Our assignment was to choose one of these 17 sustainability goals and create a comic strip depicting our superhero of choice attaining our desired goal. We received a list of Spanish words to use throughout our comic strip, which expanded our vocabulary. Although the primary objective of this assignment was to improve our Spanish, we also had a fun opportunity to show our creativity — whether we were an artist or not (and I am not!). We did this through our drawings and the captions describing our superhero’s actions in the images we drew.
This project was an enjoyable learning experience because we could be creative while at the same time improving our Spanish writing and comprehension skills. In addition, using superheroes to help us identify practical actions to take opened my eyes to concrete ways I could help improve our world. For example, my superhero, La Reina Justicia (Queen Justice), aimed to promote justice, peace and inclusivity. I included one theme in my comic: when you see an injustice, speak up to help ensure justice prevails. I had to determine an effective way for my superhero to use her voice. A straightforward step she took was to use her social media platforms to bring awareness of various important issues to her followers. We can do the same, whether we have 15 or 1,000 followers!
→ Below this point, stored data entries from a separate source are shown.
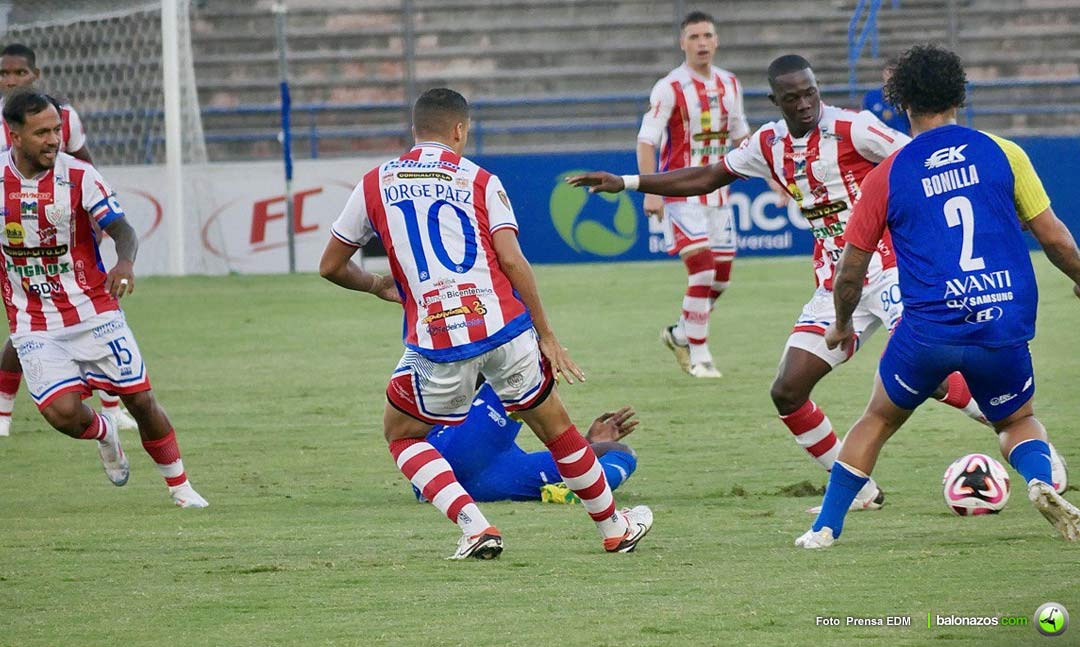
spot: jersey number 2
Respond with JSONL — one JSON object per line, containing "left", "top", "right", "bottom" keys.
{"left": 391, "top": 199, "right": 477, "bottom": 281}
{"left": 943, "top": 196, "right": 985, "bottom": 272}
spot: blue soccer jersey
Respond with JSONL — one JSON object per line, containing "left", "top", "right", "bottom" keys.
{"left": 420, "top": 384, "right": 636, "bottom": 502}
{"left": 845, "top": 125, "right": 1050, "bottom": 347}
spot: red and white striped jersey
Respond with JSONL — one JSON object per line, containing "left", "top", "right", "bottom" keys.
{"left": 722, "top": 104, "right": 910, "bottom": 289}
{"left": 332, "top": 142, "right": 532, "bottom": 362}
{"left": 638, "top": 63, "right": 750, "bottom": 207}
{"left": 0, "top": 99, "right": 87, "bottom": 154}
{"left": 0, "top": 151, "right": 122, "bottom": 334}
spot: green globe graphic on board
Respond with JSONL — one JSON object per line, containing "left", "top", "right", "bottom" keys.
{"left": 550, "top": 171, "right": 638, "bottom": 256}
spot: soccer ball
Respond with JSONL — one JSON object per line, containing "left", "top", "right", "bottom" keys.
{"left": 1049, "top": 442, "right": 1069, "bottom": 495}
{"left": 943, "top": 454, "right": 1010, "bottom": 516}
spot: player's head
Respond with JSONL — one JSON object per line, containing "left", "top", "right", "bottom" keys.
{"left": 0, "top": 44, "right": 40, "bottom": 96}
{"left": 679, "top": 11, "right": 717, "bottom": 70}
{"left": 2, "top": 90, "right": 62, "bottom": 171}
{"left": 767, "top": 54, "right": 820, "bottom": 134}
{"left": 412, "top": 88, "right": 469, "bottom": 154}
{"left": 881, "top": 56, "right": 898, "bottom": 84}
{"left": 886, "top": 44, "right": 966, "bottom": 118}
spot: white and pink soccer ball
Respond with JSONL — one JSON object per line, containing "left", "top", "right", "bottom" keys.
{"left": 943, "top": 454, "right": 1011, "bottom": 516}
{"left": 943, "top": 446, "right": 1069, "bottom": 516}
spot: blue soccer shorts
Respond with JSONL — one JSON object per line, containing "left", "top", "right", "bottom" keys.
{"left": 879, "top": 321, "right": 1034, "bottom": 422}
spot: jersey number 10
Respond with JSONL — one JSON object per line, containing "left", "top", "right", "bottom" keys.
{"left": 944, "top": 196, "right": 986, "bottom": 272}
{"left": 391, "top": 199, "right": 478, "bottom": 281}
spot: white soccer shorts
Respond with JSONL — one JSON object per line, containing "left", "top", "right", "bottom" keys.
{"left": 662, "top": 202, "right": 737, "bottom": 259}
{"left": 12, "top": 310, "right": 151, "bottom": 410}
{"left": 386, "top": 328, "right": 555, "bottom": 425}
{"left": 785, "top": 269, "right": 903, "bottom": 368}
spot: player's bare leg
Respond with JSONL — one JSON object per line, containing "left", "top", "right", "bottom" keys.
{"left": 39, "top": 391, "right": 128, "bottom": 486}
{"left": 772, "top": 346, "right": 884, "bottom": 511}
{"left": 119, "top": 390, "right": 207, "bottom": 508}
{"left": 797, "top": 375, "right": 912, "bottom": 548}
{"left": 991, "top": 399, "right": 1080, "bottom": 541}
{"left": 383, "top": 403, "right": 501, "bottom": 560}
{"left": 517, "top": 389, "right": 652, "bottom": 552}
{"left": 0, "top": 339, "right": 22, "bottom": 437}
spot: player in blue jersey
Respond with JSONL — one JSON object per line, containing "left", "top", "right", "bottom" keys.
{"left": 416, "top": 382, "right": 639, "bottom": 503}
{"left": 861, "top": 58, "right": 911, "bottom": 135}
{"left": 797, "top": 44, "right": 1080, "bottom": 549}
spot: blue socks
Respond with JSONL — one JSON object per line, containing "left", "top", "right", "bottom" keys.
{"left": 599, "top": 450, "right": 637, "bottom": 491}
{"left": 812, "top": 461, "right": 869, "bottom": 537}
{"left": 1008, "top": 438, "right": 1053, "bottom": 485}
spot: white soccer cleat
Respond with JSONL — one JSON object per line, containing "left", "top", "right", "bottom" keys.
{"left": 169, "top": 482, "right": 209, "bottom": 508}
{"left": 604, "top": 505, "right": 653, "bottom": 553}
{"left": 103, "top": 407, "right": 139, "bottom": 431}
{"left": 448, "top": 526, "right": 503, "bottom": 560}
{"left": 807, "top": 479, "right": 885, "bottom": 513}
{"left": 1028, "top": 480, "right": 1080, "bottom": 542}
{"left": 795, "top": 526, "right": 836, "bottom": 549}
{"left": 660, "top": 326, "right": 691, "bottom": 373}
{"left": 0, "top": 416, "right": 10, "bottom": 437}
{"left": 688, "top": 361, "right": 723, "bottom": 379}
{"left": 96, "top": 415, "right": 129, "bottom": 486}
{"left": 1049, "top": 443, "right": 1068, "bottom": 495}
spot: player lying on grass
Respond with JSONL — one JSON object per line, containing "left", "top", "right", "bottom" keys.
{"left": 320, "top": 88, "right": 652, "bottom": 559}
{"left": 569, "top": 54, "right": 989, "bottom": 514}
{"left": 796, "top": 44, "right": 1080, "bottom": 549}
{"left": 415, "top": 382, "right": 638, "bottom": 503}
Going into the new year, it would be wonderful if we each would choose one of the 17 sustainability goals and determine how each of us could take action to make an impact. Although it may not seem like much, posting just one message on social media could help start a dialogue that could change someone’s perspective and bring greater understanding about these critical issues. Hopefully, our comic strips will inspire and educate our audience, whoever that may be, and motivate them to set a goal every day, week, month or year of something around sustainability that they want to accomplish to help themselves, others and the world around them.
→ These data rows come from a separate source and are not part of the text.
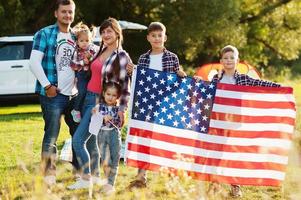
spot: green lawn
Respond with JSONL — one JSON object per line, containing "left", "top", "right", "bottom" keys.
{"left": 0, "top": 80, "right": 300, "bottom": 199}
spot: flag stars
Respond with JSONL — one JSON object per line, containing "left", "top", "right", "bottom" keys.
{"left": 195, "top": 82, "right": 201, "bottom": 87}
{"left": 204, "top": 104, "right": 210, "bottom": 110}
{"left": 201, "top": 87, "right": 206, "bottom": 93}
{"left": 171, "top": 92, "right": 177, "bottom": 98}
{"left": 134, "top": 112, "right": 138, "bottom": 118}
{"left": 206, "top": 93, "right": 212, "bottom": 99}
{"left": 191, "top": 102, "right": 196, "bottom": 108}
{"left": 159, "top": 118, "right": 165, "bottom": 124}
{"left": 194, "top": 119, "right": 200, "bottom": 125}
{"left": 167, "top": 74, "right": 173, "bottom": 80}
{"left": 187, "top": 84, "right": 192, "bottom": 89}
{"left": 139, "top": 80, "right": 144, "bottom": 86}
{"left": 140, "top": 108, "right": 145, "bottom": 114}
{"left": 145, "top": 115, "right": 151, "bottom": 121}
{"left": 146, "top": 76, "right": 152, "bottom": 81}
{"left": 186, "top": 122, "right": 192, "bottom": 129}
{"left": 140, "top": 68, "right": 146, "bottom": 75}
{"left": 181, "top": 116, "right": 186, "bottom": 122}
{"left": 197, "top": 108, "right": 202, "bottom": 114}
{"left": 152, "top": 83, "right": 158, "bottom": 89}
{"left": 166, "top": 86, "right": 171, "bottom": 91}
{"left": 148, "top": 104, "right": 154, "bottom": 110}
{"left": 156, "top": 100, "right": 161, "bottom": 106}
{"left": 135, "top": 101, "right": 140, "bottom": 107}
{"left": 202, "top": 115, "right": 208, "bottom": 121}
{"left": 185, "top": 95, "right": 191, "bottom": 101}
{"left": 179, "top": 88, "right": 185, "bottom": 94}
{"left": 173, "top": 120, "right": 179, "bottom": 127}
{"left": 175, "top": 109, "right": 180, "bottom": 116}
{"left": 174, "top": 81, "right": 179, "bottom": 87}
{"left": 164, "top": 96, "right": 170, "bottom": 102}
{"left": 169, "top": 103, "right": 175, "bottom": 109}
{"left": 158, "top": 89, "right": 164, "bottom": 95}
{"left": 153, "top": 111, "right": 159, "bottom": 117}
{"left": 167, "top": 113, "right": 173, "bottom": 120}
{"left": 154, "top": 72, "right": 159, "bottom": 78}
{"left": 137, "top": 90, "right": 142, "bottom": 96}
{"left": 182, "top": 78, "right": 187, "bottom": 83}
{"left": 209, "top": 83, "right": 214, "bottom": 89}
{"left": 161, "top": 107, "right": 167, "bottom": 113}
{"left": 160, "top": 79, "right": 166, "bottom": 84}
{"left": 150, "top": 94, "right": 156, "bottom": 99}
{"left": 198, "top": 97, "right": 204, "bottom": 103}
{"left": 183, "top": 105, "right": 189, "bottom": 111}
{"left": 188, "top": 112, "right": 194, "bottom": 119}
{"left": 177, "top": 99, "right": 184, "bottom": 105}
{"left": 193, "top": 90, "right": 198, "bottom": 97}
{"left": 142, "top": 97, "right": 148, "bottom": 103}
{"left": 145, "top": 87, "right": 150, "bottom": 93}
{"left": 201, "top": 126, "right": 206, "bottom": 132}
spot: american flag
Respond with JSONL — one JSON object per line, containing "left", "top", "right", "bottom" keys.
{"left": 125, "top": 67, "right": 296, "bottom": 186}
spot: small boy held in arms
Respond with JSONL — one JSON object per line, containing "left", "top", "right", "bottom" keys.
{"left": 209, "top": 45, "right": 280, "bottom": 198}
{"left": 70, "top": 22, "right": 99, "bottom": 123}
{"left": 127, "top": 21, "right": 186, "bottom": 189}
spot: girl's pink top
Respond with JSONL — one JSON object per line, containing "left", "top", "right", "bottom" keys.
{"left": 87, "top": 58, "right": 103, "bottom": 93}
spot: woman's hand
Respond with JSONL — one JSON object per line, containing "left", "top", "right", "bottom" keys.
{"left": 126, "top": 62, "right": 135, "bottom": 75}
{"left": 118, "top": 111, "right": 125, "bottom": 127}
{"left": 104, "top": 115, "right": 113, "bottom": 123}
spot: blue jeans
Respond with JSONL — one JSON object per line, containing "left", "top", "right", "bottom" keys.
{"left": 74, "top": 71, "right": 89, "bottom": 111}
{"left": 98, "top": 128, "right": 121, "bottom": 185}
{"left": 72, "top": 91, "right": 100, "bottom": 176}
{"left": 39, "top": 94, "right": 79, "bottom": 176}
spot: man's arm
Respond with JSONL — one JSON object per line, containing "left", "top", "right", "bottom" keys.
{"left": 29, "top": 50, "right": 50, "bottom": 88}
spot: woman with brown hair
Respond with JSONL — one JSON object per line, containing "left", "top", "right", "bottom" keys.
{"left": 68, "top": 17, "right": 131, "bottom": 191}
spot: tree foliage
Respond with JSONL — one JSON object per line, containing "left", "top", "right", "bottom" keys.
{"left": 1, "top": 0, "right": 301, "bottom": 72}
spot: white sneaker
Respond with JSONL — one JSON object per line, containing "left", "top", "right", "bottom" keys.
{"left": 67, "top": 178, "right": 92, "bottom": 190}
{"left": 92, "top": 176, "right": 108, "bottom": 186}
{"left": 102, "top": 184, "right": 115, "bottom": 195}
{"left": 44, "top": 175, "right": 56, "bottom": 186}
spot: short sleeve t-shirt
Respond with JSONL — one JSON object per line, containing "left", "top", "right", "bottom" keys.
{"left": 55, "top": 32, "right": 76, "bottom": 95}
{"left": 220, "top": 74, "right": 236, "bottom": 85}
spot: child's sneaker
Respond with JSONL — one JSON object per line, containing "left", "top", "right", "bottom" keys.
{"left": 71, "top": 109, "right": 81, "bottom": 123}
{"left": 92, "top": 176, "right": 108, "bottom": 186}
{"left": 67, "top": 178, "right": 92, "bottom": 190}
{"left": 102, "top": 184, "right": 115, "bottom": 195}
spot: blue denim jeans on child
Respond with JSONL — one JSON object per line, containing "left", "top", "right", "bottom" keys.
{"left": 74, "top": 71, "right": 89, "bottom": 111}
{"left": 72, "top": 91, "right": 100, "bottom": 176}
{"left": 98, "top": 128, "right": 121, "bottom": 185}
{"left": 39, "top": 93, "right": 79, "bottom": 175}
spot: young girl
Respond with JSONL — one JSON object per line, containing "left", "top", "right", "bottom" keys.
{"left": 89, "top": 81, "right": 122, "bottom": 195}
{"left": 70, "top": 22, "right": 99, "bottom": 122}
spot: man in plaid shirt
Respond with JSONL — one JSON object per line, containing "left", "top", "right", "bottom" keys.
{"left": 29, "top": 0, "right": 79, "bottom": 186}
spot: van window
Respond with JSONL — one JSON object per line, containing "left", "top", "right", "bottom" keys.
{"left": 0, "top": 42, "right": 25, "bottom": 61}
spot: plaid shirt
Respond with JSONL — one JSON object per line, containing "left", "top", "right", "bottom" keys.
{"left": 71, "top": 44, "right": 99, "bottom": 71}
{"left": 32, "top": 23, "right": 76, "bottom": 95}
{"left": 137, "top": 48, "right": 180, "bottom": 72}
{"left": 98, "top": 103, "right": 120, "bottom": 129}
{"left": 101, "top": 48, "right": 131, "bottom": 112}
{"left": 212, "top": 71, "right": 281, "bottom": 87}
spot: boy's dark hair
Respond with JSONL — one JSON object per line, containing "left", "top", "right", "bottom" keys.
{"left": 147, "top": 22, "right": 166, "bottom": 34}
{"left": 55, "top": 0, "right": 75, "bottom": 10}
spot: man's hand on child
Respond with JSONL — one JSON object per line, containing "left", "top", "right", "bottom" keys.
{"left": 177, "top": 69, "right": 187, "bottom": 78}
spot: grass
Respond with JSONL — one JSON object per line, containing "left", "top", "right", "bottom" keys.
{"left": 0, "top": 79, "right": 300, "bottom": 199}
I invite you to take action on the U.N.’s Sustainable Development Goals!
— Kate Krouse ’26
Clockwise from top right: Kate Krouse ’26; superhero comics by Coley Riley ’26 and Brinkley Argenta ’26; Kate (third from right) with her Honors Spanish II classmates displaying their selected sustainability goals and their comic strips; Will Tinnesz ’26.
I have been going to school at Ravenscroft for about four months now, and out of all the projects I have done this year, this one was definitely the most interesting. We were required to make a 12-panel comic strip about a superhero who could help with one of the United Nations’ 17 goals. I was assigned the goal to reduce inequalities.
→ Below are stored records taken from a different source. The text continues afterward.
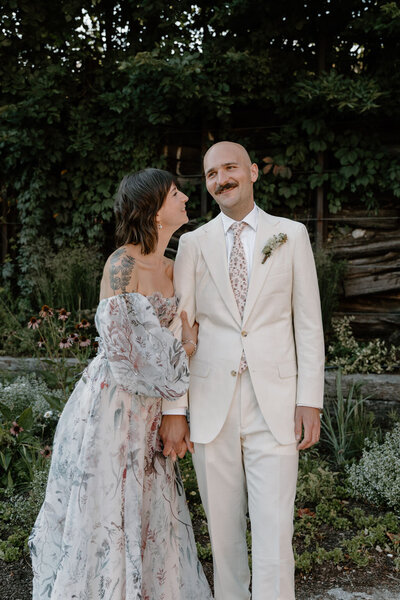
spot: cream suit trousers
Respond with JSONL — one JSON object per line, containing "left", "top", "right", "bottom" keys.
{"left": 193, "top": 370, "right": 299, "bottom": 600}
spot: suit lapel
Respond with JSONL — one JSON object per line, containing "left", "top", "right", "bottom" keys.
{"left": 243, "top": 210, "right": 281, "bottom": 324}
{"left": 199, "top": 215, "right": 242, "bottom": 326}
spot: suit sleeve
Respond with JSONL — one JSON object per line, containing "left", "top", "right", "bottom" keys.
{"left": 162, "top": 233, "right": 197, "bottom": 413}
{"left": 292, "top": 224, "right": 325, "bottom": 408}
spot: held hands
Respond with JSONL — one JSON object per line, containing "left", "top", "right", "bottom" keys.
{"left": 159, "top": 312, "right": 197, "bottom": 462}
{"left": 181, "top": 310, "right": 198, "bottom": 357}
{"left": 159, "top": 415, "right": 194, "bottom": 461}
{"left": 295, "top": 406, "right": 321, "bottom": 450}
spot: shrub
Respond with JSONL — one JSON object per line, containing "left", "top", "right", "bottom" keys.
{"left": 0, "top": 288, "right": 36, "bottom": 357}
{"left": 320, "top": 369, "right": 377, "bottom": 467}
{"left": 0, "top": 374, "right": 63, "bottom": 421}
{"left": 21, "top": 239, "right": 104, "bottom": 315}
{"left": 347, "top": 423, "right": 400, "bottom": 513}
{"left": 0, "top": 375, "right": 60, "bottom": 489}
{"left": 0, "top": 464, "right": 49, "bottom": 562}
{"left": 295, "top": 450, "right": 339, "bottom": 505}
{"left": 327, "top": 316, "right": 399, "bottom": 374}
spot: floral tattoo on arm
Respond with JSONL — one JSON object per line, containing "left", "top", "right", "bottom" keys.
{"left": 110, "top": 248, "right": 136, "bottom": 293}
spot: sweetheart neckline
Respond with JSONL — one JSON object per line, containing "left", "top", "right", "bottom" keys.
{"left": 98, "top": 291, "right": 176, "bottom": 305}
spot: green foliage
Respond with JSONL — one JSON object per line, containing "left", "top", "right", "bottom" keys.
{"left": 320, "top": 370, "right": 377, "bottom": 467}
{"left": 0, "top": 287, "right": 36, "bottom": 357}
{"left": 22, "top": 241, "right": 104, "bottom": 314}
{"left": 347, "top": 423, "right": 400, "bottom": 512}
{"left": 294, "top": 453, "right": 400, "bottom": 572}
{"left": 327, "top": 316, "right": 399, "bottom": 374}
{"left": 295, "top": 451, "right": 340, "bottom": 505}
{"left": 0, "top": 375, "right": 60, "bottom": 490}
{"left": 0, "top": 374, "right": 63, "bottom": 421}
{"left": 0, "top": 464, "right": 49, "bottom": 562}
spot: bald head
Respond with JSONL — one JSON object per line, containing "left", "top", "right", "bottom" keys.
{"left": 203, "top": 141, "right": 252, "bottom": 171}
{"left": 203, "top": 141, "right": 258, "bottom": 221}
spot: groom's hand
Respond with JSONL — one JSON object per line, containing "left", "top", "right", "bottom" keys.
{"left": 159, "top": 415, "right": 194, "bottom": 461}
{"left": 295, "top": 406, "right": 321, "bottom": 450}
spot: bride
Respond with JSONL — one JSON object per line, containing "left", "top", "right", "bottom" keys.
{"left": 29, "top": 168, "right": 213, "bottom": 600}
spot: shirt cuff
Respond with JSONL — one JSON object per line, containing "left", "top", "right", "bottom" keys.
{"left": 162, "top": 408, "right": 187, "bottom": 416}
{"left": 296, "top": 404, "right": 324, "bottom": 411}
This project was one of the most fun and creative projects I have ever been assigned. I love to write stories and narratives for English and grammar classes at school, and this wasn’t too different, it was just in Spanish. We also had to include 10 illustrations of our superhero helping out around the world, using their powers to help contribute to whichever of the goals we were assigned to do.
This project increased my understanding of Spanish so much more than any project I have done in Spanish class. It was most helpful, because we were learning to use the more complex words that people use in the videos we watch in class, while also learning about real-word issues and possible solutions to make it better.
After all the work of planning it, writing the Spanish sentences, drawing and then coloring it all in, it was very fun and interesting to see what everyone else did for their projects. It was cool to see how different people went for different color schemes and how, although everyone did the same project, we all did it our own way.
All in all, this project was a super fun and super creative project while also being a great way to learn a lot about Spanish and about what is going on in the world now.